El ciclismo urbano desde una perspectiva histórica
Históricamente, el ciclismo fue sinónimo de rechazo a la metrópolis moderna al facilitar la huida hacia la naturaleza de manera sana e higiénica. A finales del siglo xix, la bicicleta se desarrolló como un objeto moderno, pero no necesariamente urbano, que favorecía el turismo y las excursiones (Tobin, 1974; Jamieson, 2017; Cartes, 2020), rol que nunca perderá realmente. Frente a necesidades higienistas, la bicicleta tuvo un rol casi médico (Whorton, 1978), y un rol particular en el desarrollo de la higienización en las sociedades victorianas (Rubenstein, 1977). La relación entre ciclismo y campo también dio lugar, como lo mostró Ebert (2004, 2009) para los Países Bajos y Alemania, al desarrollo de una cultura nacional junto con el descubrimiento sano de los paisajes nacionales. A su vez, la evolución de bicicletas vernáculas en la ruralidad finlandesa a finales del siglo xix muestra cómo este objeto moderno se transformó en sinónimo de tradición, de oposición a la ciudad (Männistö Funk, 2011). El proceso de evolución sociotécnica teorizado por el trabajo de Bijker (1997) ilustra los vínculos entre las necesidades sociales y la evolución técnica de la bicicleta. La deconstrucción del modelo de transmisión tecnológico desde una visión eurocéntrica o de primer mundo se discutió en el caso de Asia del sureste (Arnold y Dewald, 2011), y podría resultar interesante analizar en términos de criollización de la bicicleta para América Latina (ver “Transporte criollo”).

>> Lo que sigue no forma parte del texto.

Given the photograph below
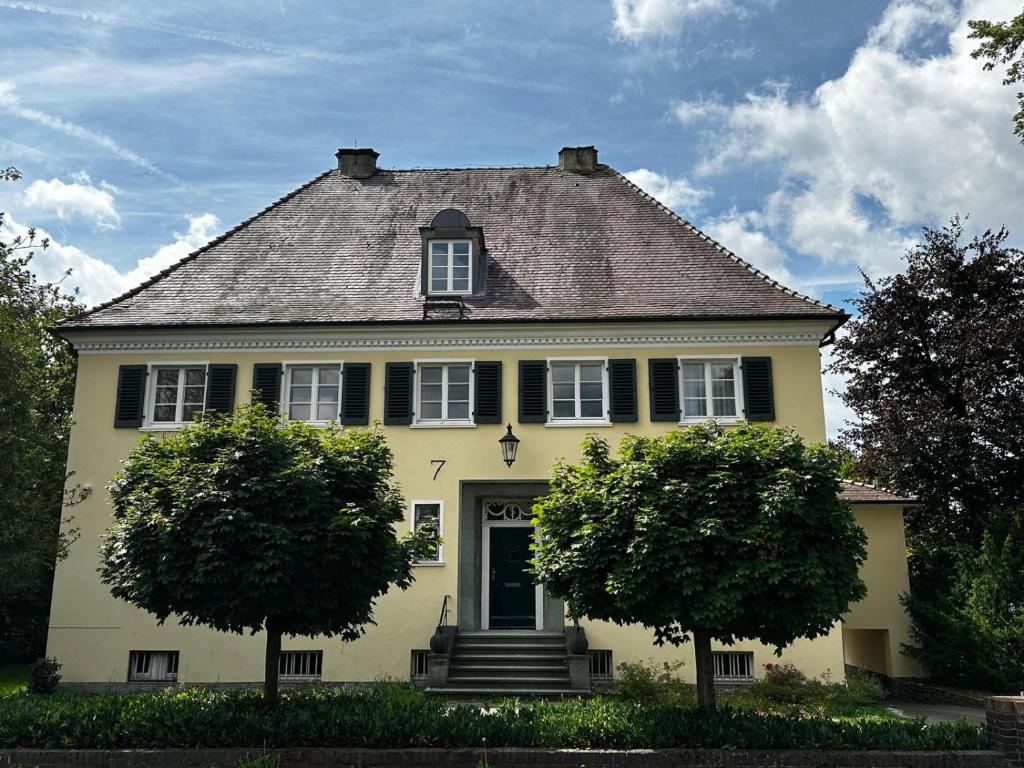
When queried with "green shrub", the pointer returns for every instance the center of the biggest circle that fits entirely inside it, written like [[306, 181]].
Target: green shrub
[[401, 717], [44, 676]]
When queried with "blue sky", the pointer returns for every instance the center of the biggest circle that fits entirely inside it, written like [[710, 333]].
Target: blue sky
[[812, 137]]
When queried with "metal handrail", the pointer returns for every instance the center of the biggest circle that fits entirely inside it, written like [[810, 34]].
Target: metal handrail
[[442, 619]]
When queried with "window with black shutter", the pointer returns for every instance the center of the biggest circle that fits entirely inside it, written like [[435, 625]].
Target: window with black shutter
[[355, 393], [663, 376], [623, 386], [130, 396], [487, 397], [759, 391], [398, 393], [532, 391]]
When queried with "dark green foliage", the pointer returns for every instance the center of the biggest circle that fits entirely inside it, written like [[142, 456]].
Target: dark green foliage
[[44, 676], [737, 531], [974, 636], [1001, 44], [37, 387], [244, 523], [398, 717]]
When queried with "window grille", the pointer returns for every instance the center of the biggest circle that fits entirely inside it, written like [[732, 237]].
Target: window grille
[[733, 666], [600, 667], [153, 666], [418, 666], [300, 665]]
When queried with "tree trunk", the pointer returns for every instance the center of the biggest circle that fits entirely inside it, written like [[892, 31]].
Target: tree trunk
[[706, 671], [270, 670]]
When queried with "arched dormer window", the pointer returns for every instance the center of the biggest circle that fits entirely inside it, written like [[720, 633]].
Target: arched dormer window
[[453, 256]]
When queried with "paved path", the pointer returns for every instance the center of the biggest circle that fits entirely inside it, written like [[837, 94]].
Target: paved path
[[936, 713]]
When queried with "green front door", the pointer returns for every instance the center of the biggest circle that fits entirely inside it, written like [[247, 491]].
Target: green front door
[[512, 598]]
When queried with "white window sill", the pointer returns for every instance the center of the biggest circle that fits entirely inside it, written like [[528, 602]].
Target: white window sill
[[442, 425], [579, 423]]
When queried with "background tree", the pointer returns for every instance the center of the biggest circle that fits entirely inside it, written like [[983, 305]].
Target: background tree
[[720, 534], [37, 384], [935, 368], [246, 523], [1004, 43]]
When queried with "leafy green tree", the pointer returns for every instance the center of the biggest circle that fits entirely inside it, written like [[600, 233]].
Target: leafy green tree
[[1003, 44], [726, 534], [37, 386], [247, 523]]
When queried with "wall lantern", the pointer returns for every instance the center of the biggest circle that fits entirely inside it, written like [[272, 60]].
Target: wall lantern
[[510, 444]]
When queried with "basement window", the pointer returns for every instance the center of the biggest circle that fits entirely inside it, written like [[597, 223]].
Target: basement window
[[733, 666], [153, 666], [300, 666]]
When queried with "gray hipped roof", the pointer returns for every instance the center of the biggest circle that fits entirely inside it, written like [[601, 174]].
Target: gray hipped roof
[[560, 246]]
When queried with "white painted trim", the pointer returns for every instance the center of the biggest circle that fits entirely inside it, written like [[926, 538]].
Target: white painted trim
[[737, 363], [440, 529], [299, 339]]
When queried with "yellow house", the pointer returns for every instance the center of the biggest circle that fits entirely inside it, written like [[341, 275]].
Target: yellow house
[[455, 306]]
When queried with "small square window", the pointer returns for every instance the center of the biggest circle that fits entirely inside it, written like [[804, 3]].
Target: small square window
[[443, 393], [313, 392], [710, 389], [451, 266], [178, 393], [428, 515], [579, 390]]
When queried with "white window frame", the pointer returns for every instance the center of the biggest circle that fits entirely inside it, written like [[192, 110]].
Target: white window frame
[[737, 369], [418, 421], [286, 393], [151, 393], [440, 527], [577, 421], [450, 291]]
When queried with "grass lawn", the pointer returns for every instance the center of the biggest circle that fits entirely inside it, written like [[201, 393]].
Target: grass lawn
[[13, 678]]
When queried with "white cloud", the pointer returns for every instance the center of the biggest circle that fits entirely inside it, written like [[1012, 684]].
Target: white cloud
[[636, 19], [677, 194], [896, 142], [98, 281], [80, 198]]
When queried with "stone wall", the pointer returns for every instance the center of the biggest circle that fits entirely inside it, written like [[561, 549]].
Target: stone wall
[[316, 758], [1005, 717]]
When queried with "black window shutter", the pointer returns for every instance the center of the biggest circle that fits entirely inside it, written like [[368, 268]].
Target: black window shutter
[[355, 393], [623, 386], [131, 396], [664, 384], [487, 393], [532, 391], [266, 383], [220, 387], [398, 393], [759, 392]]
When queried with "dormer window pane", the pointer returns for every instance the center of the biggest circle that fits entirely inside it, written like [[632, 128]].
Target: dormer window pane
[[451, 266]]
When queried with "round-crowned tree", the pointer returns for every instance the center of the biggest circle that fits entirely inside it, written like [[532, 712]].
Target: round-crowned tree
[[714, 532], [249, 523]]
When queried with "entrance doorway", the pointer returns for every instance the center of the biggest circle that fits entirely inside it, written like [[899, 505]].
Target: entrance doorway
[[510, 599]]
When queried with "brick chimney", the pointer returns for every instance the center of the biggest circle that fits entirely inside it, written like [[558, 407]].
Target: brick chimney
[[357, 163], [578, 159]]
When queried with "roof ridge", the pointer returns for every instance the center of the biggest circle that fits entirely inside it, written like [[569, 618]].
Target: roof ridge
[[742, 262], [193, 255]]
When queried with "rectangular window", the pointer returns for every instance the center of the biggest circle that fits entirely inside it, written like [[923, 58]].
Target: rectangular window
[[443, 393], [711, 389], [178, 393], [450, 266], [153, 666], [733, 666], [428, 515], [579, 391], [300, 666], [313, 391]]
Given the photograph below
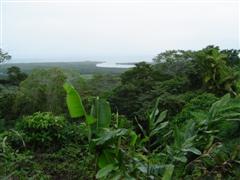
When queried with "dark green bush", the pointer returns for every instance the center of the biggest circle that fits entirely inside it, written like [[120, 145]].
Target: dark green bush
[[42, 130]]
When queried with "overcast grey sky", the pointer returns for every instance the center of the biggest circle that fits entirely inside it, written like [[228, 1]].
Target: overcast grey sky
[[115, 30]]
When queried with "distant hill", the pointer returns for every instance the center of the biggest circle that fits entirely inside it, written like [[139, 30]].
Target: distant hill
[[85, 67]]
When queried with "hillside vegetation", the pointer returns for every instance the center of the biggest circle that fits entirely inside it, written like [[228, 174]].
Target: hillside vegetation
[[176, 118]]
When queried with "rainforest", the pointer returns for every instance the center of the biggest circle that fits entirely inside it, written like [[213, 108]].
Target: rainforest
[[177, 117]]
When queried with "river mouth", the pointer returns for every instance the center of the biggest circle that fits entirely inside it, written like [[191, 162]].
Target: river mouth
[[115, 65]]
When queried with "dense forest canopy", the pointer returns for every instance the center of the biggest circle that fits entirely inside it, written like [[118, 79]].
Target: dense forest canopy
[[175, 118]]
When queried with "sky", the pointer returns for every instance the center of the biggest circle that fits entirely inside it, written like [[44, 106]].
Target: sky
[[123, 31]]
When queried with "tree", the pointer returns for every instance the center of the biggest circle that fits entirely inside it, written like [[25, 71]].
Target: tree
[[214, 71], [41, 91], [4, 56], [15, 76]]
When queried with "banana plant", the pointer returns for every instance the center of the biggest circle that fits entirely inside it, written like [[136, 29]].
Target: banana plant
[[103, 140]]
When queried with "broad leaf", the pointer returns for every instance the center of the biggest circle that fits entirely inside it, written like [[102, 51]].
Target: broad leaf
[[74, 101], [168, 172], [104, 172]]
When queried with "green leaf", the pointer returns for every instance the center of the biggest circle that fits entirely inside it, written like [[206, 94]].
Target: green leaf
[[90, 120], [193, 150], [157, 129], [161, 117], [105, 158], [180, 158], [133, 136], [102, 113], [74, 102], [168, 172], [104, 172]]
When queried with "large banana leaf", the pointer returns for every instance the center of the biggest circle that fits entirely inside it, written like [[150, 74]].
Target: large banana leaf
[[102, 112], [74, 102]]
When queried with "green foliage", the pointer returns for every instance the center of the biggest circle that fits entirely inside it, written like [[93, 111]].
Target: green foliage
[[42, 130], [171, 120], [4, 56], [15, 76], [41, 91]]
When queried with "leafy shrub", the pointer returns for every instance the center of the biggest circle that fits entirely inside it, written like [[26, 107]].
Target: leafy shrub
[[15, 164], [196, 108], [42, 130]]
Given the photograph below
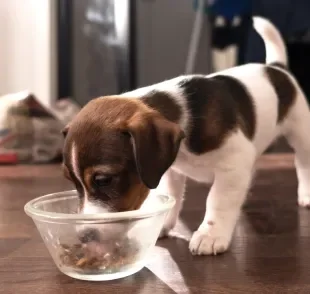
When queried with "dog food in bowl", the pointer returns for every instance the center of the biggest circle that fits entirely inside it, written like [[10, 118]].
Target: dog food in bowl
[[119, 243], [81, 256]]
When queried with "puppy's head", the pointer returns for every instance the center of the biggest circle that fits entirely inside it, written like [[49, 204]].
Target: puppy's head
[[116, 149]]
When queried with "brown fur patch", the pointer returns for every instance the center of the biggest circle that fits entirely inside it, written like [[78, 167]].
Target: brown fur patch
[[164, 104], [125, 139], [217, 106], [284, 88]]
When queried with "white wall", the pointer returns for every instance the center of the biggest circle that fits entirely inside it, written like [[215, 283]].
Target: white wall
[[28, 47]]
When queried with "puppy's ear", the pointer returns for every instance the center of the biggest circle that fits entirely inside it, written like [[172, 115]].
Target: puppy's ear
[[155, 142]]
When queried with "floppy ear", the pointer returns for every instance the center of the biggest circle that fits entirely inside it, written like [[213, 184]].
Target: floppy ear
[[155, 142]]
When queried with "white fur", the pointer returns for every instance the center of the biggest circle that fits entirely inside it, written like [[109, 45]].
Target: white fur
[[231, 166], [274, 45]]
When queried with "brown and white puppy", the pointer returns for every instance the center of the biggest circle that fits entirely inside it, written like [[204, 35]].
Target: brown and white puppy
[[208, 128]]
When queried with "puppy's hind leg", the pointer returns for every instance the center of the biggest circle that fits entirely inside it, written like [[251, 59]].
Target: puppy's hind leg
[[227, 194], [296, 129], [173, 184]]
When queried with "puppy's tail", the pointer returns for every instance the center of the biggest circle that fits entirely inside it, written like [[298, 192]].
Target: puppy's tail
[[274, 45]]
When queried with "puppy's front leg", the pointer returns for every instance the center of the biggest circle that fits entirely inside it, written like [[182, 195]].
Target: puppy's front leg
[[223, 206], [172, 183]]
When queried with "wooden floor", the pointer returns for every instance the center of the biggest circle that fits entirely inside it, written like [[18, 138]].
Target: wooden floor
[[270, 252]]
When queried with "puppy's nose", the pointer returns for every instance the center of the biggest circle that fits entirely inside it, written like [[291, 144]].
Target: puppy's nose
[[89, 235]]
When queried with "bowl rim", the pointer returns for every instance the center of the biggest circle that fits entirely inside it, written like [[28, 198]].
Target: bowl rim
[[41, 215]]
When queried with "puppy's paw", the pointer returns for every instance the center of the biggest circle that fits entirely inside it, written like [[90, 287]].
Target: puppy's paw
[[202, 243], [304, 200]]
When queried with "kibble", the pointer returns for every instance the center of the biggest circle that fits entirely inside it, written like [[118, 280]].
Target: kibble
[[80, 257]]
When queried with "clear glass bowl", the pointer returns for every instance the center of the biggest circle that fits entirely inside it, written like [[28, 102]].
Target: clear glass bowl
[[128, 236]]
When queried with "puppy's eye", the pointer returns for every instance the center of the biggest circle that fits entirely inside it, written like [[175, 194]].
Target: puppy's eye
[[102, 180]]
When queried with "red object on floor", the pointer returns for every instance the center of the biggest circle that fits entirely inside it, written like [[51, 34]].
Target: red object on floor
[[8, 158]]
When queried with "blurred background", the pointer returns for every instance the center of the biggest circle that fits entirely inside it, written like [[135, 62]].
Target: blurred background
[[56, 55]]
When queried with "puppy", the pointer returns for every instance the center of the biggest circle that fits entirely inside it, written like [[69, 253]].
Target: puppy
[[208, 128]]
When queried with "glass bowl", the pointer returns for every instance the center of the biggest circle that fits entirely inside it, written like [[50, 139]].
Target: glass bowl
[[119, 242]]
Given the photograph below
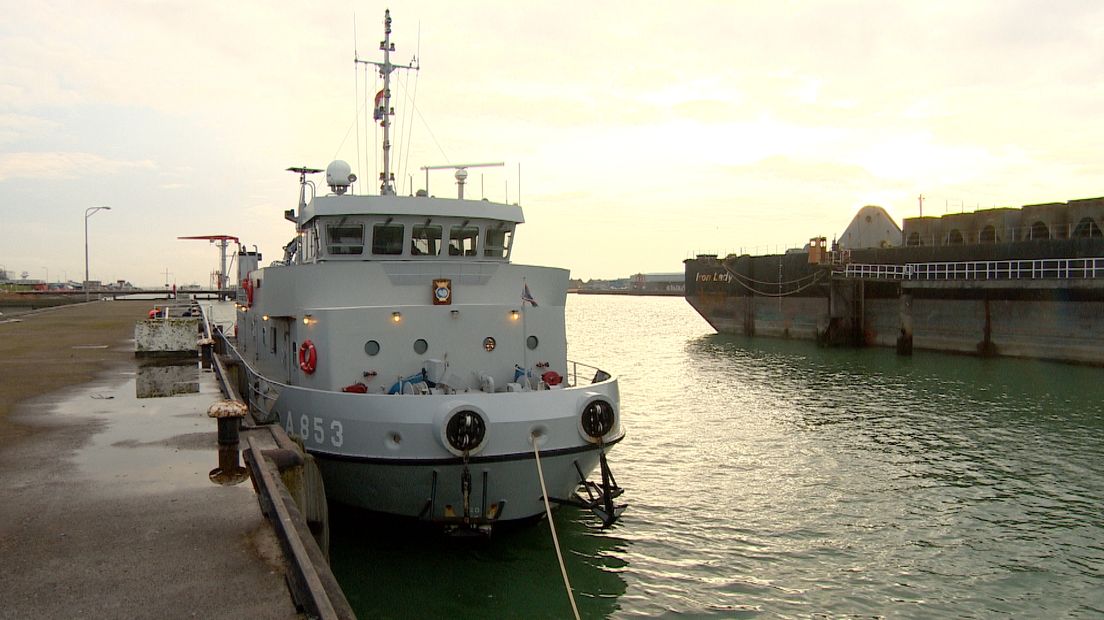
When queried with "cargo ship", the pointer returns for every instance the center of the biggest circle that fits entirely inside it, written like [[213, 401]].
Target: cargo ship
[[1025, 282]]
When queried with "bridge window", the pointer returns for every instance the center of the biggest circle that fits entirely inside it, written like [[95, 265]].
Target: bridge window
[[425, 241], [988, 235], [388, 239], [497, 244], [1039, 231], [346, 239], [463, 241], [1086, 228]]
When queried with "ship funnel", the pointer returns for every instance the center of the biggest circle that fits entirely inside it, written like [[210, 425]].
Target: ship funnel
[[339, 177]]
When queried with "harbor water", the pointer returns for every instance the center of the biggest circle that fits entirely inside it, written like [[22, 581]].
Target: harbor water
[[770, 478]]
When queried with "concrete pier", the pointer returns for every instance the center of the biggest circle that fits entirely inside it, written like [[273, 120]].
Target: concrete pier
[[106, 506]]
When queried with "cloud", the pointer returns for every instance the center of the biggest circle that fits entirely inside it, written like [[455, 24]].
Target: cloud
[[14, 126], [53, 166]]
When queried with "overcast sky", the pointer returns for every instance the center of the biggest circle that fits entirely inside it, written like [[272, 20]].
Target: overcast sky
[[645, 131]]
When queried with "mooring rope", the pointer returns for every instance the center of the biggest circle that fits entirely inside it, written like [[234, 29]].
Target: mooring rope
[[555, 541]]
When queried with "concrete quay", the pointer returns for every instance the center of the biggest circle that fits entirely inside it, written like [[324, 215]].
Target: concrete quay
[[106, 508]]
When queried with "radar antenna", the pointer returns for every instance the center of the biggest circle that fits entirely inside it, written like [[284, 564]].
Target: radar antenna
[[383, 111], [462, 173]]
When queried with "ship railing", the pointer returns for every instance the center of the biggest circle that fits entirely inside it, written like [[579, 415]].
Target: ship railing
[[590, 374], [1028, 269]]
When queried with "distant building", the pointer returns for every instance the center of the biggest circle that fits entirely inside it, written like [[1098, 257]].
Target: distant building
[[870, 227], [1035, 222], [654, 282]]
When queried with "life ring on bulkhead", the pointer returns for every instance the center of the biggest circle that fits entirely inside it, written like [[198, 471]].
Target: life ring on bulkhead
[[247, 285], [308, 357]]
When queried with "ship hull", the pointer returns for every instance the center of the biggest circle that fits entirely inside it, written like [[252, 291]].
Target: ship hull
[[389, 453]]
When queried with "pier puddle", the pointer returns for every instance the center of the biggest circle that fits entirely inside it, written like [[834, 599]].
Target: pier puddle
[[161, 377], [151, 433]]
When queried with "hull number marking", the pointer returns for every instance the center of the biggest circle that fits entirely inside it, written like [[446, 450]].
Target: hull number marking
[[315, 430]]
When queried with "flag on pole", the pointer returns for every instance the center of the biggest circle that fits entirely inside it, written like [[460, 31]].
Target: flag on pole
[[379, 111], [527, 297]]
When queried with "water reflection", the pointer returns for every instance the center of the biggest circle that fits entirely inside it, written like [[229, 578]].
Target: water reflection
[[511, 574]]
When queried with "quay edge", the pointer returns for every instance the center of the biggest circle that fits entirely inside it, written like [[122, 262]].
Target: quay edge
[[1048, 314]]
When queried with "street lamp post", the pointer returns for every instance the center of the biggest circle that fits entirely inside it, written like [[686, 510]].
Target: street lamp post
[[88, 213]]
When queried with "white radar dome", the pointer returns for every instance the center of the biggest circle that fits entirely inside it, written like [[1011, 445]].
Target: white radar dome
[[339, 177]]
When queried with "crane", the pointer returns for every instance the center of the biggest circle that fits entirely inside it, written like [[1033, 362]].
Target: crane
[[223, 242]]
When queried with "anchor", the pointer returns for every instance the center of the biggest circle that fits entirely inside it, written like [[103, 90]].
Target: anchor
[[600, 496]]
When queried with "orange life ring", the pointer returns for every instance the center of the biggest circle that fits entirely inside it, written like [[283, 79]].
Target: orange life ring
[[308, 357], [247, 285]]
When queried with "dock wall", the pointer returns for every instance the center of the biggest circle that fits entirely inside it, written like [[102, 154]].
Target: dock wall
[[1055, 319]]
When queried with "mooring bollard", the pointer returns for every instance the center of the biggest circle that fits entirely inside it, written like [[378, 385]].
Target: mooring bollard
[[229, 414]]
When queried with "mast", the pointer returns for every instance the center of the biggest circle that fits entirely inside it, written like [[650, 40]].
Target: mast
[[383, 110]]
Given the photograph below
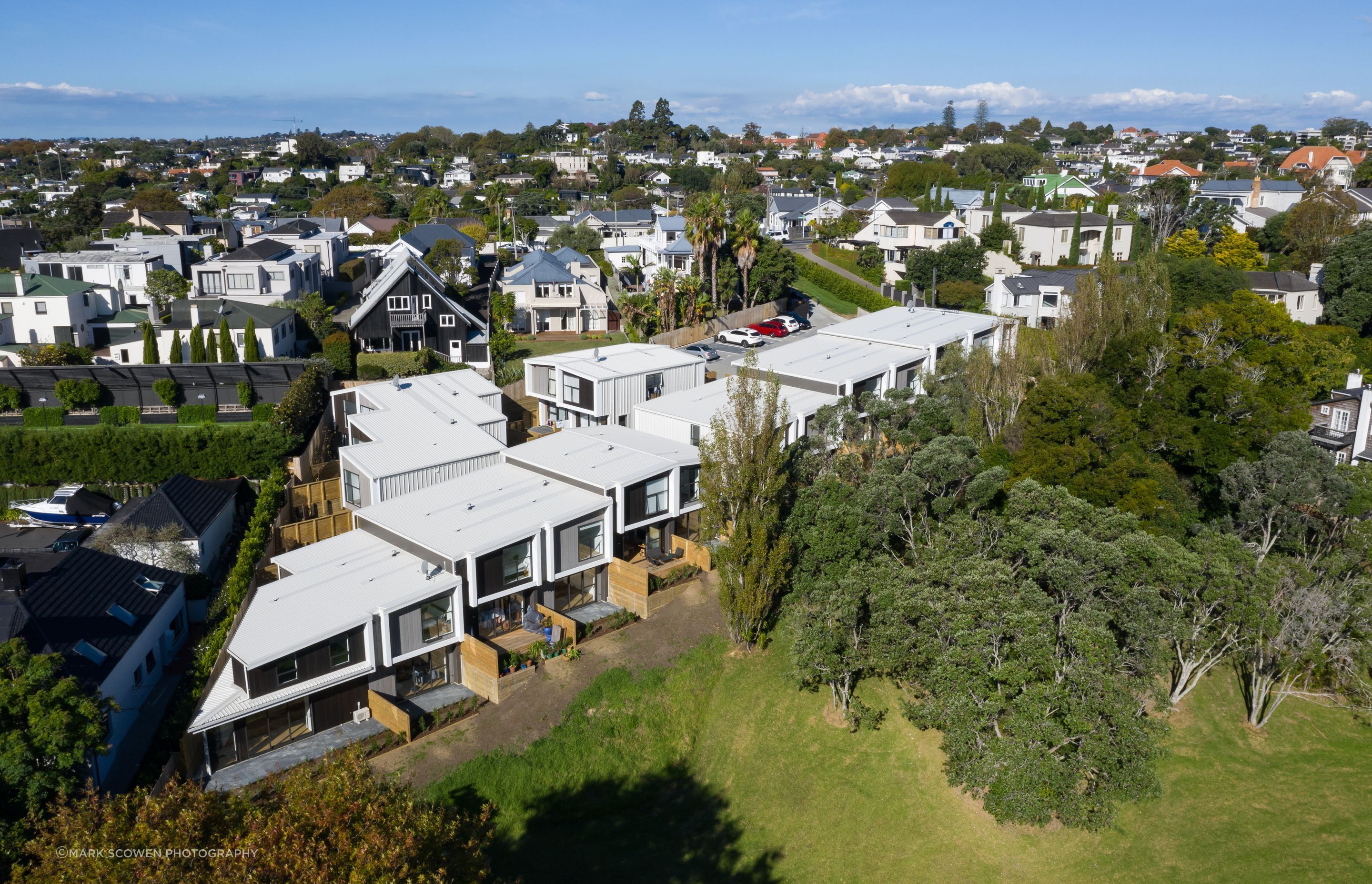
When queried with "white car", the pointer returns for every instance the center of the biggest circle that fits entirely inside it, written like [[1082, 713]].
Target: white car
[[743, 337]]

El trabajo de Héran (2015) es uno de los estudios que muestra un panorama de la evolución histórica de la bicicleta en el espacio urbano, con interés hacia el reparto modal, en el que se destaca cómo el análisis de la competencia entre medios de transporte puede revelar trayectorias históricas del uso de la bicicleta, mediante la combinación de múltiples factores, muchas veces contraintuitivos, como lo ilustra también el rol ambiguo del automovilismo a principios del siglo xx (Hodges, 1993). Los trabajos exhaustivos de Friss (2015, 2019) para los Estados Unidos son otro ejemplo de análisis historiográfico en donde se indaga claramente la bicicleta en su contexto urbano, al igual que múltiples estudios que exploran la presencia histórica de la bicicleta en ciudades de Europa del Norte: muchos de ellos sobre cuestiones relacionadas con la infraestructura ciclista y el rol de la planificación estatal (ver “Infraestructuras de movilidad”) mediante estudios de caso (Carstensen et al., 2015; Emanuel, 2012) o de manera más comparativa (Oldenziel et al., 2016).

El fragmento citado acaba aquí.